See Portsmouth’s modern navy and historical harbour
In contrast to the world’s oldest warship, Portsmouth has a thriving modern navy, which you can get a sense of by taking the harbour tour. This boat trip takes you in a loop around Portsmouth’s port and harbour and shows you past and present navy battleships, passenger ships and cargo ships. If you can, sit on the right hand side of the boat, as you will get a much better view! From the boat you will also be able to see straight to the mainland beyond, then gaze up at Portsmouth’s impressive Spinnaker Tower while the tour guide shares a wealth of information with you, ranging from fascinating to funny – did you know Portsmouth imports 70% of the UK’s bananas?! Make the most of being able to see parts of the harbour otherwise hidden from view while riding over the waves of the Solent.
Explore Admiral Nelson’s very own flagship
Like the Mary Rose, HMS Victory had an impressive military career, taking part in many famous battles such as the Battle of Trafalgar in 1805. Unlike the Mary Rose, she escaped from her battles more or less unscathed, and having been restored she is now resting in a dry dock just waiting to be explored. Guides are available to answer any questions you may have while you wander round every dock of this ancient ship. You can see all sorts, from the sailors’ hammocks to their plates and cups, the cannons and guns they used to win their battles, and even a plaque marking the exact place where Admiral Nelson fell after being shot. From the low ceilings to the permeating smell of tar, when on board you can really get a sense of what life was like for the crew of what is widely considered Britain’s most famous ship.
Find out more in the Dockyard’s museums
As well as the ships, Portsmouth Historic Dockyard has multiple museums, showing off a huge range of artefacts and offering a variety of experiences. The Royal Marines Museum will show and teach you all about the history of the Royal Navy, giving you a chance to follow the journey each new recruit makes, while HMS Alliance gives an insight into what life was like on a WW2 submarine, the only British sub to still survive. Finally, the National Museum of the Royal Navy has a number of exhibitions, where you can find out a huge amount about naval history, the people of the Victory, Admiral Nelson and much more besides.
Wander round the Warrior
HMS Warrior 1860 is many people’s first view of Portsmouth. Moored in the harbour opposite the train station, she gives an insight into life on a ship in yet another period of British history: this time the 19th century Victorian era. Her history as a warship was short-lived but impressive: she was the fastest and largest ship in the world when she was built, and the first to have ever been built with an iron hull, revolutionising British shipbuilding. She was designed to compete with the pride of the French fleet at the time, and when complete she was 60% bigger. Come and see things from the sailors’ perspective, and compare the Warrior to the Victory to see how British shipbuilding developed – everything getting bigger and better!
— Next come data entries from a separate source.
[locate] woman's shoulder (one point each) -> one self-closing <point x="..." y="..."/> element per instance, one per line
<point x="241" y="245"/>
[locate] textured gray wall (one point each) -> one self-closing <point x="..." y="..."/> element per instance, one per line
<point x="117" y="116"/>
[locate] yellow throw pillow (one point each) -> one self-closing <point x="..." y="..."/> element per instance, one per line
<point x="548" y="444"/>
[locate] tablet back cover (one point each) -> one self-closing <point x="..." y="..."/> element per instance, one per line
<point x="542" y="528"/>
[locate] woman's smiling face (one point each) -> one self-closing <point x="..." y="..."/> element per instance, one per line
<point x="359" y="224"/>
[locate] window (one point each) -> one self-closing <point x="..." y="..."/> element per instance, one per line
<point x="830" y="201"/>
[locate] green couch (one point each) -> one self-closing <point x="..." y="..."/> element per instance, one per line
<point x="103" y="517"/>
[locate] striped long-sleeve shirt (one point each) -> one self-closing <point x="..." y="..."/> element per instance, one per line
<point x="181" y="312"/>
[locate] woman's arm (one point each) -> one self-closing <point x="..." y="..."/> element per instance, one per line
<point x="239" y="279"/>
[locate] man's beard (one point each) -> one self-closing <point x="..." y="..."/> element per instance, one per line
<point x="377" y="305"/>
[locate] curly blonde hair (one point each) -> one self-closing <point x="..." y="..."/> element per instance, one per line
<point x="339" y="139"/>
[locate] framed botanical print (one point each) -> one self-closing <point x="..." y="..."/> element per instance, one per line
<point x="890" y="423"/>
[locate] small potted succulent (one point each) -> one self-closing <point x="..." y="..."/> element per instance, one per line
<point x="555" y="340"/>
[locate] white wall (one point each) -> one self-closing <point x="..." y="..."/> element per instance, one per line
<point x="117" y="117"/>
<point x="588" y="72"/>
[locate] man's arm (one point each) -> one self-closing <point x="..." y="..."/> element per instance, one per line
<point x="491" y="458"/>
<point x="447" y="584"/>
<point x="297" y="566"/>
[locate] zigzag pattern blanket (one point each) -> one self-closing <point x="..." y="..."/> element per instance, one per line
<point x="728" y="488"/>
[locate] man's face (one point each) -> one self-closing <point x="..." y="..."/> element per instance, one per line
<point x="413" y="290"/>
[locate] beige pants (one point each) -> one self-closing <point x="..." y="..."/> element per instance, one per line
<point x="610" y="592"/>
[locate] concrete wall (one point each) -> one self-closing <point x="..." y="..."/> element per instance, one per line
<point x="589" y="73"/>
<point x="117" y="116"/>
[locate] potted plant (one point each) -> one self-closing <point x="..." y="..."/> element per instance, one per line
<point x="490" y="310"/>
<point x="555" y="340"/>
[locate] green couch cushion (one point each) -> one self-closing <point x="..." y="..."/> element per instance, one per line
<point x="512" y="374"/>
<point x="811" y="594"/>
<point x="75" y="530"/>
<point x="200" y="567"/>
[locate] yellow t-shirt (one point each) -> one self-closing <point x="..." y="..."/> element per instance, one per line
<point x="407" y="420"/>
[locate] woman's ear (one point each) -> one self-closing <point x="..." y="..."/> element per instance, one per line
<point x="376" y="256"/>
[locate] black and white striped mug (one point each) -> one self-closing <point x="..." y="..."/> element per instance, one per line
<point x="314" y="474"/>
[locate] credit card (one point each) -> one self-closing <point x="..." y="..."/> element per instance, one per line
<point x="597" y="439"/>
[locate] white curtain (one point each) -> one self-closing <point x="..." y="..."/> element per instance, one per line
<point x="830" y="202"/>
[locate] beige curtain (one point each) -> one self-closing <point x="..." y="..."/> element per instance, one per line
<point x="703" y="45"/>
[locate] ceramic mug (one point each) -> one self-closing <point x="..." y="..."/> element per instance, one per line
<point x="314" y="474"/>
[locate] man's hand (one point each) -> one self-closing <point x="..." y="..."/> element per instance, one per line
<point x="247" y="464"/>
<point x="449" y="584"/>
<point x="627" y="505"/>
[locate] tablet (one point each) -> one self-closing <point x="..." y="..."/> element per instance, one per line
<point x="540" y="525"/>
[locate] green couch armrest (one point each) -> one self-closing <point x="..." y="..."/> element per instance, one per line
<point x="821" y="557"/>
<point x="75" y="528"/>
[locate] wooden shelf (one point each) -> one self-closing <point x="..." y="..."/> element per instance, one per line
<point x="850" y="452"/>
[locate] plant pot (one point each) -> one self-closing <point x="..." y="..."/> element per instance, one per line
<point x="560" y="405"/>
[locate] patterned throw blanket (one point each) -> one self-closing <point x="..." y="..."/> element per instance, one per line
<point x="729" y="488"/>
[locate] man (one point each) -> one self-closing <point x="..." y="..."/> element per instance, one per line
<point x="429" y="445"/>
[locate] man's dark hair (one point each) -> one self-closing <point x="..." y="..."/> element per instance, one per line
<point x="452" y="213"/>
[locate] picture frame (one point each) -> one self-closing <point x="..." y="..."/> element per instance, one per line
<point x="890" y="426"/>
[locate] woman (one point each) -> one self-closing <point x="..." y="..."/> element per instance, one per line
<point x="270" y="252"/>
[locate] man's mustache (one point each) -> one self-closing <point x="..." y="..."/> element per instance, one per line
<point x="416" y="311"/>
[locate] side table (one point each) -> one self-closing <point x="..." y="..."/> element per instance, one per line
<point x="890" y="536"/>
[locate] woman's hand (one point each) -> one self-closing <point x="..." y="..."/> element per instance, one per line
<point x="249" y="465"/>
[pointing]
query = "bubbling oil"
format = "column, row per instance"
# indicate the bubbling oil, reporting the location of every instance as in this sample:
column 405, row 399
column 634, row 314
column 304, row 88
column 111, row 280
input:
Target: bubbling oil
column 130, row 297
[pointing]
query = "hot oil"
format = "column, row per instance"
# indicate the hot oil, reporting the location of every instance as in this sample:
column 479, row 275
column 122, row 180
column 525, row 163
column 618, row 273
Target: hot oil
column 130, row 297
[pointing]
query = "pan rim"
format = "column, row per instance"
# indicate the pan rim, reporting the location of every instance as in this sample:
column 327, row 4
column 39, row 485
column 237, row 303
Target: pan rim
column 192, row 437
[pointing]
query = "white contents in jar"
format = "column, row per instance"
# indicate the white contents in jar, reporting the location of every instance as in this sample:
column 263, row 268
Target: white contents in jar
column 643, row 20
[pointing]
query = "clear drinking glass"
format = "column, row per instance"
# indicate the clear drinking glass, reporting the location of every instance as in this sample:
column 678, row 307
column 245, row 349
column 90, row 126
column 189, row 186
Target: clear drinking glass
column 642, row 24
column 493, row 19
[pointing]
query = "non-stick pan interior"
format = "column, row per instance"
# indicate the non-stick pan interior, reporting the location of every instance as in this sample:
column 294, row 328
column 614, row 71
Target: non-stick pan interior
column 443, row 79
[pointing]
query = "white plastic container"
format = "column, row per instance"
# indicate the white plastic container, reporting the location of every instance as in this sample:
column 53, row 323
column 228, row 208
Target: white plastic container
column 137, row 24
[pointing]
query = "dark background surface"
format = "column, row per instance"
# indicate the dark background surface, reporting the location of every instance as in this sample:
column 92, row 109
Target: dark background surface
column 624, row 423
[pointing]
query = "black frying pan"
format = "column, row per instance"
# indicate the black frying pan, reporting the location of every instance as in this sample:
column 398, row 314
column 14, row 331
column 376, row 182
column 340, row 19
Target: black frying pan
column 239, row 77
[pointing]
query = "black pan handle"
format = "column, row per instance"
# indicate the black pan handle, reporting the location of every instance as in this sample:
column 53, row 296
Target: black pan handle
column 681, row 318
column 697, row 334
500 years of history in one place
Portsmouth Historic Dockyard has all this and much more besides – Action Stations for example gives children the chance to try out life in the navy, with a climbing wall, a simulator and lots of games. Covering so much history and providing so many experiences, Portsmouth Historic Dockyard is truly a unique attraction. It also couldn’t be easier to reach, as it has a car park on the same road and is around the corner from Portsmouth Harbour station and the Hard, where a number of buses stop including the Portsmouth Park & Ride. Tickets bought online are 20% off the on site price - it’s possible to buy an all-attractions ticket, or to pick and choose the attractions that interest you most. With so much to see and do, the Dockyard definitely has something for everyone – come and step into the past!